JP4 AND JP5 (MODEL 26 CHAIN BAUD RATE)
These two jumpers control the baud rate used by the Model 26 “CHAIN” interfaces when
multiple units are linked together. The baud rates available are 2400, 4800, and 9600.
Normally there are no jumpers installed for JP4 and JP5. A trace on the PCB defaults the
baud rate to 9600. If another baud rate was needed you would cut this trace and install
jumpers in the appropriate positions.
20
025-9158L
Hardware Jumper Settings
JP6 (MODEL 26 CHAIN TERMINATION)
JP6 selects the termination resistance for the “CHAIN” interfaces. The “CHAIN”
interface is used to link together multiple dispatch positions. There are three positions for
this jumper:
Position A = Unterminated CHAIN Interface
Position B = Terminated CHAIN Interface
No jumper = Same as the Unterminated position
All positions except one should be unterminated (A). Usually the primary position is
terminated (B) and all of the secondary units are unterminated (A).
JP7 (MICROPROCESSOR MODE SELECT)
This jumper should never be installed. It is for factory use only.
JP8 (COR INPUT POLARITY)
JP8 selects whether or not the RX COR input (J13-5) is pulled-up or pulled-down
through a 10kΩ resistor, or is floating. There are three positions for this jumper:
Position A = Selects a floating input
Position B = Sets input to be pulled-up to 12 Vdc
Position C = Sets input to be pulled down to ground
If the Model 26 is connected to a radio that provides a COR output signal via a contact
closure, then JP8 should be in position B. If the COR signal is a voltage source, this
jumper should be in the A position (floating).

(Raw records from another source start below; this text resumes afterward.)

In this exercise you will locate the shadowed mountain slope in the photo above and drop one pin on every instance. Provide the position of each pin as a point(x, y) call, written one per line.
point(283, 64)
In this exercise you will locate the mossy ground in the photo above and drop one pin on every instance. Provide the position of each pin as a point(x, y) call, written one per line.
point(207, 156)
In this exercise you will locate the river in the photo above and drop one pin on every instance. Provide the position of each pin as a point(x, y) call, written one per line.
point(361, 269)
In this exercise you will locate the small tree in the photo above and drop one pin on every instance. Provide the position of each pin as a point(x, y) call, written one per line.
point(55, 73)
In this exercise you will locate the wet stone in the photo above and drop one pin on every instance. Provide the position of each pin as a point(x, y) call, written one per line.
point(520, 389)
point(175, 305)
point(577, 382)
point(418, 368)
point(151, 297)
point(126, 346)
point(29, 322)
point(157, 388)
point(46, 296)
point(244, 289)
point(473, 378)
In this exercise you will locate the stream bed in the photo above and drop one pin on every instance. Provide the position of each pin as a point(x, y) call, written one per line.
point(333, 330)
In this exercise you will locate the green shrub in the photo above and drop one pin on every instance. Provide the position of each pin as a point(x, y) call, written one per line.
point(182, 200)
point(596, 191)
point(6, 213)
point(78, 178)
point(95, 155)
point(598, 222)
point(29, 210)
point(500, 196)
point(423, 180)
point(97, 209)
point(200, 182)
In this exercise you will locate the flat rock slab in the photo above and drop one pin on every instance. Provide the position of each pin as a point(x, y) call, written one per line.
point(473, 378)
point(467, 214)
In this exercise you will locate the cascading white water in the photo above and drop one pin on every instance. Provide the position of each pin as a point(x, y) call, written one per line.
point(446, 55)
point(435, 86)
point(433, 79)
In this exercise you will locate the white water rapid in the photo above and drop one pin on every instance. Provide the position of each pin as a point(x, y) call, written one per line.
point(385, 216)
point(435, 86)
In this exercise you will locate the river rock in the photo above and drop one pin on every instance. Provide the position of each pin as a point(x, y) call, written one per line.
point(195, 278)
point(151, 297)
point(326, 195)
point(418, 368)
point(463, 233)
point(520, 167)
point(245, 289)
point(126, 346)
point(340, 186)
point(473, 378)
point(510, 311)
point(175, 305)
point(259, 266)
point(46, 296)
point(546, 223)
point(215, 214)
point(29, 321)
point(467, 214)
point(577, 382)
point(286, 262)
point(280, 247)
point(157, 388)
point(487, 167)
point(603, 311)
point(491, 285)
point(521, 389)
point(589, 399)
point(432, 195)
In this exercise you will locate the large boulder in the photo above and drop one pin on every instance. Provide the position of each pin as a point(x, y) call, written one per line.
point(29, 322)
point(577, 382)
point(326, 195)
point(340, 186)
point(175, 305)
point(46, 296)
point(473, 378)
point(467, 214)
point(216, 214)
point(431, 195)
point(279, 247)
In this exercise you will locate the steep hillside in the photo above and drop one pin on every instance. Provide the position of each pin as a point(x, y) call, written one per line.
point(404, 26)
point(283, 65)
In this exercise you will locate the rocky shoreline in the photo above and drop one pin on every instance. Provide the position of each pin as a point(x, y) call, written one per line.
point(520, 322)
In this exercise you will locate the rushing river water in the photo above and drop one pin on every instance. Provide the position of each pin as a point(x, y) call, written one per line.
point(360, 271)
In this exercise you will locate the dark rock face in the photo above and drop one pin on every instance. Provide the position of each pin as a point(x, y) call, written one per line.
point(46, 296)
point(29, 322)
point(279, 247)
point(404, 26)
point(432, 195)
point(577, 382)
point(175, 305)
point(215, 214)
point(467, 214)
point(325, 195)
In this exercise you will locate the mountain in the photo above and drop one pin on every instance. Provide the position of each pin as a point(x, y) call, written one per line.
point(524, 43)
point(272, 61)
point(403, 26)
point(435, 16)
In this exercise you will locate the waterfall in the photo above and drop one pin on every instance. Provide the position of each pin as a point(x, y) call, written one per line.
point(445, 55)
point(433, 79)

If the Model 26 is connected to a radio with no COR output or is connected to a wire line,
then the VOX circuit should be used to detect channel availability. In either case, JP8
must be in the B position (pulled-up) to prevent the RX COR input from interfering with
the VOX signal (refer to the JP3 description).

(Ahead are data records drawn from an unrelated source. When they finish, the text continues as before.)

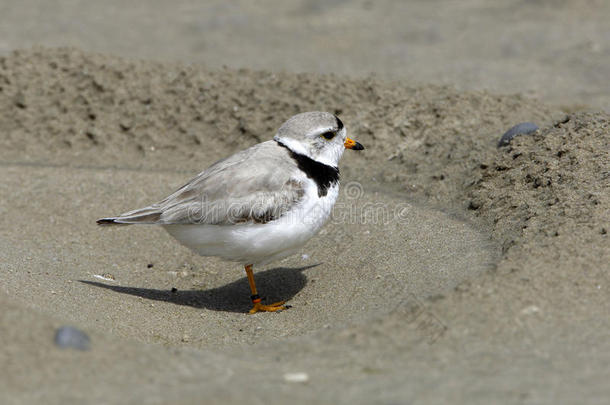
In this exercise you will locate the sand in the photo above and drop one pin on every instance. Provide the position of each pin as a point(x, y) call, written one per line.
point(486, 279)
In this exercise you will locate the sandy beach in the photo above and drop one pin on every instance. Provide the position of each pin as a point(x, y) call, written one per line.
point(452, 270)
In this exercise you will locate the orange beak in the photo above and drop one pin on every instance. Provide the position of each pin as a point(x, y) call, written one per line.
point(351, 144)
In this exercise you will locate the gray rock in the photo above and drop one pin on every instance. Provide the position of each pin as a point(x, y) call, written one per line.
point(68, 337)
point(523, 128)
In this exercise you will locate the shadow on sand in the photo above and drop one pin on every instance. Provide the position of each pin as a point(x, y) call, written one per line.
point(279, 284)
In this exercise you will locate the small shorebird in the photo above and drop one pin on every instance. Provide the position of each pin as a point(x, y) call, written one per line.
point(261, 204)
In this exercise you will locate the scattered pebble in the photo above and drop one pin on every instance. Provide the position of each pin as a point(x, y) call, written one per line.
point(523, 128)
point(105, 277)
point(532, 309)
point(296, 377)
point(68, 337)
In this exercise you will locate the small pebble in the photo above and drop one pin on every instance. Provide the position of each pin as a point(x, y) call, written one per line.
point(532, 309)
point(68, 337)
point(523, 128)
point(105, 277)
point(296, 377)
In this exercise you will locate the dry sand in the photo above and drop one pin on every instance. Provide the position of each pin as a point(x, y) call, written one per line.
point(488, 282)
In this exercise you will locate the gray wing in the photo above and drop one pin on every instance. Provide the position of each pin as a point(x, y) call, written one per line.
point(254, 185)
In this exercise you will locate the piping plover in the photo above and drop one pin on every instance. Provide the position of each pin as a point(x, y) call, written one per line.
point(261, 204)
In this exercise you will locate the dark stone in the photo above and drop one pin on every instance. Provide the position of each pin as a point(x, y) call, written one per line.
point(524, 128)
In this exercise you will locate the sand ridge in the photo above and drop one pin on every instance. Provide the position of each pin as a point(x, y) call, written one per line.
point(486, 298)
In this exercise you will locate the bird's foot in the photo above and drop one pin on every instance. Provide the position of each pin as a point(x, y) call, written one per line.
point(275, 307)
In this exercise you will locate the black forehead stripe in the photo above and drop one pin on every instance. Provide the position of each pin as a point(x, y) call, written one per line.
point(339, 124)
point(325, 176)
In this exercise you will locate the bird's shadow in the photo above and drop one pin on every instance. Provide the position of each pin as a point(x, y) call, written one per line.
point(279, 284)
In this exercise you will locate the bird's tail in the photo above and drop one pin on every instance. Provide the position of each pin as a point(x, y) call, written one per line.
point(146, 215)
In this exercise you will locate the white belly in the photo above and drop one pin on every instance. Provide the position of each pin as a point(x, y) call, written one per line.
point(252, 243)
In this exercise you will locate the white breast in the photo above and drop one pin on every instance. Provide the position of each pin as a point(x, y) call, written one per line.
point(254, 243)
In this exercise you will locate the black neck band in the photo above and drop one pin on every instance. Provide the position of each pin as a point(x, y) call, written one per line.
point(325, 176)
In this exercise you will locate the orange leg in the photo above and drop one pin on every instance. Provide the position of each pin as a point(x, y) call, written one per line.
point(256, 299)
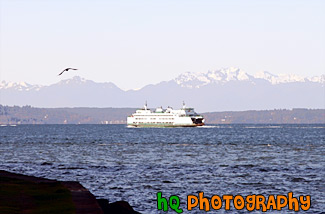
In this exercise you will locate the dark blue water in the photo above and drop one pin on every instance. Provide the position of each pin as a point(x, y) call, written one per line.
point(133, 164)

If the Model 26 is connected to a trunked radio system, the RX COR input is needed for a
grant signal from the radio. If the grant signal is active low, then JP8 should be in the B
position (pulled-up). If the grant signal is active bi-polar (e.g. ±10V), then this jumper
should be in the A position (floating).
21
Installation
JP9 (4 WIRE RCV IMPEDANCE)
This jumper selects the impedance of the 4-wire receive audio input. There are three
positions for this jumper:
Position A = Selects 600Ω
Position B = Selects 10 kΩ
No jumper = Selects 10 kΩ
JP9 should be in the A position (600Ω) if there is only a single Model 26 in the system. If
there are additional Model 26s and they are connected in parallel to the primary Model
26, then the primary Model 26 should have JP9 in the A position and all other Model 26s
should have JP9 in the B position (10 kΩ).
JP10 (FFSK OUTPUT RANGE)
JP10 selects between three different output signal ranges for FFSK transmissions. There
are four conditions for this jumper:
Position A = TEL is the middle output level. This level is for wire line
interfacing.
Position B = PWR is the highest output level. This level is not typically
required provided the “end-to-end” loss is within specification.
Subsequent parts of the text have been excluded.